Authors, Siodmak et al., conducted a study on Arabidopsis MPK4 to investigate the function of the common docking motif (CD) domain in MAPKs, which are signaling factors found in all eukaryotic organisms. They examined the interactions of MPK4 and analyzed its crystal structure when bound to ligands. To generate complementation and mutant lines in Arabidopsis ecotype Col-0, the mpk4-2 mutant (SALK_056245) was grown in soil under long-day conditions. Heterozygous plants were transformed and selected for three generations to obtain stable homozygous lines. Multiple lines were prepared for each mutant and complementation, except for C181D, which had two independent lines. Fresh weight, dry weight, and root length measurements were performed on plants grown on ½-strength Murashige & Skoog medium (½MS) at specific time points. Seedlings were treated with mock or flg22 after being grown vertically on ½MS solid medium. Wild-type Arabidopsis thaliana ecotype Columbia-0 (Col-0) plants served as controls.
Studying MPK4-2 Mutantation
Gene synthesis and cloning were performed using primers designed based on specific criteria. The mpk4-2 mutant in the Columbia-0 background, which had a T-DNA insert in the MPK4 gene, was genotyped using gene-specific primers. Genomic DNA was extracted from plant leaves, and PCR was carried out ; and successful amplicons were sequenced. The purified gene amplicons were then digested with specific restriction enzymes and ligated into the pGreen229-PC2 vector for protein expression. Moreover, transgenic lines were created by introducing the pGreen229-PC2 vector, controlled by the MPK4 native promoter, into the mpk4-2 mutant background. Complementation of the mpk4-2 mutants was accomplished by inserting either the wild-type MPK4 gene or MPK4 genes with mutations at C181S or C181D. Agrobacterium tumefaciens C58C1 was used for stable transformation via the floral dip method on flowering Arabidopsis plants. Positive transformation events were identified by applying a BASTA solution. The transformation rate was determined by comparing the number of non-resistant plants to the total number of plants. Differential-contrast observation of Arabidopsis ovules involved emasculating the oldest closed flower bud, followed by clearing the entire flower in a solution. The samples were then rehydrated, and the pistil was separated and mounted on an object slide. Visikol® for Plant Biology™ reagent was used for this purpose.

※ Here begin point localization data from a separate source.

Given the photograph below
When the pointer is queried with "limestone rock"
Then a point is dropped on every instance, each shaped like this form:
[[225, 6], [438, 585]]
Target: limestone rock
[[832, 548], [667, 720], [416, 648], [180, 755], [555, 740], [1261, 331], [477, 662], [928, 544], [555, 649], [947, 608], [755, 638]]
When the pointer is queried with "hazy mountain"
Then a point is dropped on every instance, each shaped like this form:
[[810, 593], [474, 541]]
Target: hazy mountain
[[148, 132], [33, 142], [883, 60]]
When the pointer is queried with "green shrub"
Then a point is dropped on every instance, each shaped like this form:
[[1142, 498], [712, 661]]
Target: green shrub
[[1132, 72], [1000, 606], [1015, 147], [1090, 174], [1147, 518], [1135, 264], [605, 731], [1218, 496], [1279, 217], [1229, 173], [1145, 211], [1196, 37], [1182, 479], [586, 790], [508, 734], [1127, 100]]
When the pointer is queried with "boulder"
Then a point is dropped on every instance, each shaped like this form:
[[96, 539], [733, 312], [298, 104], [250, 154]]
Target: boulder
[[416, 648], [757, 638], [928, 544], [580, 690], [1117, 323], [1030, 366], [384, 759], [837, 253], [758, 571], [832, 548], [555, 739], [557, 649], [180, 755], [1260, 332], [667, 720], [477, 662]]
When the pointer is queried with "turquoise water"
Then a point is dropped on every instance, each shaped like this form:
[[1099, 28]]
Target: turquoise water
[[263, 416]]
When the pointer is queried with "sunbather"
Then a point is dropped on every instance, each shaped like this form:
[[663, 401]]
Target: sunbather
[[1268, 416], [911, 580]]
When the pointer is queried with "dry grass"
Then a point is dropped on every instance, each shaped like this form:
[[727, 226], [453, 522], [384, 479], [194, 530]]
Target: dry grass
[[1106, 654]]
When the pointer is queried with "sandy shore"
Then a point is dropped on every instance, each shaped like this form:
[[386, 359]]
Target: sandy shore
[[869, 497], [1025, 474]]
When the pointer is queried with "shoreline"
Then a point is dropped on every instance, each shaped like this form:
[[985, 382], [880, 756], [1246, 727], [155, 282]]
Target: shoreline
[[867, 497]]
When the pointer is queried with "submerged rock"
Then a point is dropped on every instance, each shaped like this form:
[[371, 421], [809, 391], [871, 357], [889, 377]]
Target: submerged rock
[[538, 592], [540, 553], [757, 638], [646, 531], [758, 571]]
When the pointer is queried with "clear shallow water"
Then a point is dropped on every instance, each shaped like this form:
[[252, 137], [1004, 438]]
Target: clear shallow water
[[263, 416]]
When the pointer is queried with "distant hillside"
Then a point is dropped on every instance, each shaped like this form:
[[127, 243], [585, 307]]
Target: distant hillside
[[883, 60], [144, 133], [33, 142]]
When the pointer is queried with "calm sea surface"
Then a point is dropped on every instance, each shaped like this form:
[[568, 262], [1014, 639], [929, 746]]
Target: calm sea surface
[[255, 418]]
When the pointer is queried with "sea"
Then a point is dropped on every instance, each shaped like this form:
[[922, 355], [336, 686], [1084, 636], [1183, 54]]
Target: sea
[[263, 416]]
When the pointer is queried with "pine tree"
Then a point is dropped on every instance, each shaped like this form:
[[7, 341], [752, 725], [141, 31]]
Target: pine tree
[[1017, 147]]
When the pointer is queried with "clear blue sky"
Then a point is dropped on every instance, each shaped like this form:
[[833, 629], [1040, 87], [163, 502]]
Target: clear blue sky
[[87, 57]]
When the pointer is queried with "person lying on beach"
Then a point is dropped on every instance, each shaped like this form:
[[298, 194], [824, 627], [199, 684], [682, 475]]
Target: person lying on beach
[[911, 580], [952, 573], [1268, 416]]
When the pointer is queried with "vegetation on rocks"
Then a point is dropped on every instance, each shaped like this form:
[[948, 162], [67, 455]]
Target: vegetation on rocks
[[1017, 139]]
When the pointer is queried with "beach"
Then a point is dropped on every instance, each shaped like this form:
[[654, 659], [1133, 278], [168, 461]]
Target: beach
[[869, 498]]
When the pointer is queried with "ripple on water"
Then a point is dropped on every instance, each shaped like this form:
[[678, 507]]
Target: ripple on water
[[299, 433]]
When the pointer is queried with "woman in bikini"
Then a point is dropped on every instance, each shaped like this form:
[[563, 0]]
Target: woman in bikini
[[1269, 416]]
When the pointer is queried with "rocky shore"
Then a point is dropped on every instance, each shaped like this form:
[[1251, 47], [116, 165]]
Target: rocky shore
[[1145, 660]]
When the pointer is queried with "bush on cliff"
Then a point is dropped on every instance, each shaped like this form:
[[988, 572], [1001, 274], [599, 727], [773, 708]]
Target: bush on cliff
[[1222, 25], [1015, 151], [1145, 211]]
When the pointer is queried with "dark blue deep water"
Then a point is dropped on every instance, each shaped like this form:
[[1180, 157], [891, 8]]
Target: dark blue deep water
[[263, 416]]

In pathogen assays, Pseudomonas syringae pv tomato-DC3000 (Pst DC3000) was grown on LB agar plates and sprayed onto Arabidopsis plants. Bacterial titers were estimated by counting colonies after plating leaf extracts. Methyl viologen-induced oxidative stress was introduced to plants, and root length, density, and fresh weight were measured. Protein extraction and Western blots were performed to analyze protein expression. Recombinant proteins were cloned, expressed, and purified. In vitro kinase assays and phosphosite identification were conducted. Isothermal titration calorimetry (ITC) was used to study protein interactions. Protein crystallization and structure determination were performed, and protein modeling was conducted.
Overall, Siodmak et al. highlight and shed light on the function of plant MAPKs, which relies on their phosphorylation status, particularly the TEY phosphorylation in their activation loop. The interaction between MAPKs and their upstream MAPKKs is crucial for MAPK activation, and crystallographic data of the MPK4-MKK1 complex highlights the importance of the MAPK CD motif in this interaction. Post-translational modifications, such as acetylation and phosphorylation, can affect MAPK activity. MAPKs also play a role in oxidative signaling and stress responses in plants. The MPK4-C181S protein does not show reduced kinase activity compared to the wild-type, suggesting that sulfenylation of C181 may not be essential for its regulation. Persulfidation of MAPKs can occur and have similar effects to sulfenylation. MPK4-C181D, which hinders interaction with its activating MAPKK, is constitutively inactive. An inactive MPK4 protein cannot fully substitute for a knockout mutant, emphasizing the importance of an activatable MPK4 for development and stress signaling.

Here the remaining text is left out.